There was the idea that it’s maybe a timeout on the database causing problems, and I did see a “connection timed out” error, so I increased the timeout for now from 15s to 60s (based on disconnected: ** (DBConnection.ConnectionError) client #PID<0.368.0> timed out because it checked out the connection for longer than 15000ms · Issue #1658 · elixir-ecto/ecto · GitHub). But this doesn’t seem to help for the pruning.

config :pleroma, Pleroma.Repo,
  timeout: 60_000

That’s it. The instance is currently running, it’s just that this doesn’t seem OK and I want to share what I’ve got in case its useful for others. The weekend is over, so for now I’ll leave it be and we’ll see if I come back to it.

FloatingGhost · 20 May 2024 15:31

my only other theory for why the pruner might not be running would be maybe you’ve got some override somewhere (configdb?) that is somehow changing the plugins setting

not sure if you can do that via adminfe but maybe if it wasn’t enabled before the setting got moved to configdb and sorta lives there?

Oneric · 20 May 2024 16:16

Looking at the plugin source nothing stands out in particular, other than a check for cluster leadership which if failed prevents any pruning. Is your DB clustered?

If it persists, copying upstream’s code into a custom module, adding some debug logs and using it instead of upstream’s pruner might give more insight. If nothing else it should reveal whether it runs at all

ilja · 22 June 2024 17:06

It’s working again! (Also, I may be spamming your instance with month-old fetch-requests)
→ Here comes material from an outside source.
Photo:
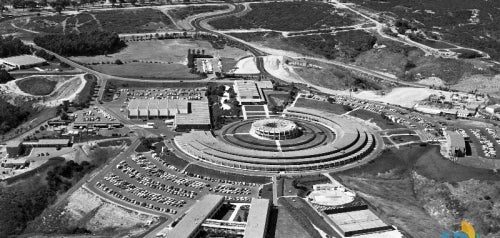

I was able to make some time to work on my instance again today. I decided to first update and then maybe check this. After the update, I restarted my instance and saw the following lines in the error logs (not sure why I didn’t see/notice it last time)

[error] The `oban_peers` table is undefined and leadership is disabled.
Run migrations up to v11 to restore peer leadership. In the meantime, distributed plugins
(e.g. Cron, Pruner) will not run on any nodes.

This is interesting, because this can explain the symptoms I was seeing. Apparently some table is missing, and it needs to get there through a migration. I checked the database and the table was indeed missing. The migration, however, is part of Akkoma (20220718102634_upgrade_oban_to_v11.exs) and mix ecto.migrate showed all migrations up. This migration ends with calling Oban migration with version 11 (which is correctly done as it should be), which should correspond to https://github.com/sorentwo/oban/blob/main/lib/oban/migrations/postgres/v11.ex who indeed creates this missing table.

I eventually reran the migration by copying the file, renaming the module name and run mix ecto.migrate again. Now the table is there and after restarting I immediately saw four-month old posts coming in. Querying the oban_jobs table also shows a lot of activity happening, indicating it’s working now.

I have no idea what happened that the migration supposedly ran, while clearly something went wrong. I also can’t really be sure this is the only one. But at least it’s working again. And since no one else seems to have the same problem, it doesn’t seem like a general issue, so I’ll leave it at that.

Thank you for everyone who helped thinking along!